Hacker News new | ask | show | jobs
by tkgally 495 days ago
I tried it with a paragraph of English taken from a formal speech, and it sounded quite good. I would not have been able to distinguish it from a skilled human narrator.

But then I tried a paragraph of Japanese text, also from a formal speech, with the language set to Japanese and the narrator set to Yumiko Narrative. The result was a weird mixture of Korean, Chinese, and Japanese readings for the kanji and kana, all with a Korean accent, and numbers read in English with an American accent. I regenerated the output twice, and the results were similar. Completely unusable.

I tried the same paragraph on ElevenLabs. The output was all in Japanese and had natural intonation, but there were two or three misreadings per sentence that would render it unusable for any practical purpose. Examples: 私の生の声 was read as watashi no koe no koe when it should have been watashi no nama no koe. 公開形式 was read as kōkai keiji instead of kōkai keishiki. Neither kanji misreading would be correct in any context. Even weirder, the year 2020 was read as 2021. Such misreadings would confuse and mislead any listeners.

I know that Japanese text-to-speech is especially challenging because kanji can often be read many different ways depending on the context, the specific referent, and other factors. But based on these tests, neither PlayAI nor ElevenLabs should be offering Japanese TTS services commercially yet.

3 comments

So kind of unrelated, but the reading/singing of arbitrary custom lyrics on suno.com's v4 model has blown me away.
suno is uncomfortably good. I run a group for helping founders and sometimes I make little suno songs to accompany the classes for fun, always impressed by what it spits out. (prompt: song for founder who have happy ears bringing them tears > 30 seconds gen >) https://s.h4x.club/p9u4ezl2 / https://s.h4x.club/mXuND7Eb / https://s.h4x.club/L1u2DYzW
Suno songs always have way too much treble or reverb, or something I can't quite put my finger on. They're very bright sounding.

I don't think it's a fatal flaw, but I hope future versions improve on this, or Suno starts doing some more post-processing to address it. I know there's a new "remaster" feature, but I'm not sure if it does anything there either.

Yeah they're way too wide and not muddy enough, if you're gonna be as wide as they often are you need to fill it, else they always just sound over produced/weirdly bright.

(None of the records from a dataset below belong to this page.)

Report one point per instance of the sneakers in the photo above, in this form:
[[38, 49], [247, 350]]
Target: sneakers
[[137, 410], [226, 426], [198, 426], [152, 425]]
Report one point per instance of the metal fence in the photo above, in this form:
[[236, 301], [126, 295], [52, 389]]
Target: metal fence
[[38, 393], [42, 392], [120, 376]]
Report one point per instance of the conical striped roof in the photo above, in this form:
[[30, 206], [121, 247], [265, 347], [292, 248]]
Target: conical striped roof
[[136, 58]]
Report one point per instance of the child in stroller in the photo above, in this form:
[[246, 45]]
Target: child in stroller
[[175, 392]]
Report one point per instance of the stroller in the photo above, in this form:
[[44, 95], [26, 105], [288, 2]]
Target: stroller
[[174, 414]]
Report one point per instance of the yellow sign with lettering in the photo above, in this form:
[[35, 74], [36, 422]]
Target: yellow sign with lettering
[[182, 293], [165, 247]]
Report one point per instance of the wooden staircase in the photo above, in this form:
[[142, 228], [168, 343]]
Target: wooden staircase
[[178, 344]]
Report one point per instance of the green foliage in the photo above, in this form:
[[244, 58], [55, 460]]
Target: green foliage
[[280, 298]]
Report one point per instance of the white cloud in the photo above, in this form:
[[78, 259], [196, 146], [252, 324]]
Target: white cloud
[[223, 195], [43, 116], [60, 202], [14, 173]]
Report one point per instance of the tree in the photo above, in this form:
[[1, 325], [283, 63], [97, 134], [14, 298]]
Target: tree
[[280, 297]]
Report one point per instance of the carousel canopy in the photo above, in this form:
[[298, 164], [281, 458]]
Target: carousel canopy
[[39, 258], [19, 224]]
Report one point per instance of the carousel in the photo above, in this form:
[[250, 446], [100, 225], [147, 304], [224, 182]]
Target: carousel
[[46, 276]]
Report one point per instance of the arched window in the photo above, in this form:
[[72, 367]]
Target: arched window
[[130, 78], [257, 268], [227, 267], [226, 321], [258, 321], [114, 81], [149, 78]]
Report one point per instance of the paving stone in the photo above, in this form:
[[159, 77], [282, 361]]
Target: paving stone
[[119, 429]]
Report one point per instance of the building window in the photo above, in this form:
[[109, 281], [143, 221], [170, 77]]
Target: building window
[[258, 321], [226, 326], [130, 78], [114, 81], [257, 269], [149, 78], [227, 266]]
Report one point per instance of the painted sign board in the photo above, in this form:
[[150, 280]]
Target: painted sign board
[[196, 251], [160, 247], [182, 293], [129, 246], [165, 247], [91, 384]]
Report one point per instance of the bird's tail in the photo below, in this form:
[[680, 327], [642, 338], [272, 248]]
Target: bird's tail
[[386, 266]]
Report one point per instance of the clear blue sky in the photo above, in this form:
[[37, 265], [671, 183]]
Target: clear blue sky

I was thinking earlier about why they sound really good but not actually good and then I realized that's how I feel about most modern pop music anyway. I think the main thing you're hearing, or at least the thing I find annoying, is if you listen close to how the AI does harmony it seems to almost be cloning the original vocal line and pitching it up and out so it's slightly offset feeling giving the appearance of a second vocalist, its a tick I do in abelton to see what things might sound like build differently with vocals and it feels very much like the sumo fake backing singers. I do think they're like 6 months or so away from nailing a lot of this given how quickly they've been moving, I follow them closely and it's been impressive. (you can also pull meatier stuff out of it if you work it a bit: https://s.h4x.club/04uz6klg - don't think this sounds particularly "AI" at all - edit: turns out if you play up in chamber orchestra and choir in the prompting you can get some much better stuff out of it: https://s.h4x.club/eDubr9xJ)
AI generated music is like AI Art.

It feels really generic. But to be fair a lot of art is just like that.

How many animated shows use the Family Guy laziest common denominator style. Storylines that are written to be easy to follow and mundane.

Ask Chat GPT to write a complex story about divorce and trama. It'll either refuse to it or come up with a Hallmark ending.

I mean yes and no, like if you just let it generate lazily, then yes. However if you work on lyrics and generate a bunch of samples.. no it can be very powerful and artistic.
Alternatively, text that is input to these services should be passed through a normalization process, i.e. use LLAMA to convert kanji to hiragana or a romanization. The TTS output is then much better.
Unfortunately, a simple normalization of kanji --> hiragana throws away pronunciation information.
You could just as easily use the LLM to convert the kanji into phonemes.
You can't lose word boundaries and phonemes don't tell you which part of the word is emphasized.
Modern TTS engines use tokenizers to convert words to phonemes. See: https://github.com/FunAudioLLM/CosyVoice/issues/202
Yeah there are no good options for Japanese yet (except maybe in Japan but I haven't heard of good Ai models for speech locally)
Anecdotally gpt-sovits is quite good at japanese, I can't evaluate first hand as my japanese is trash.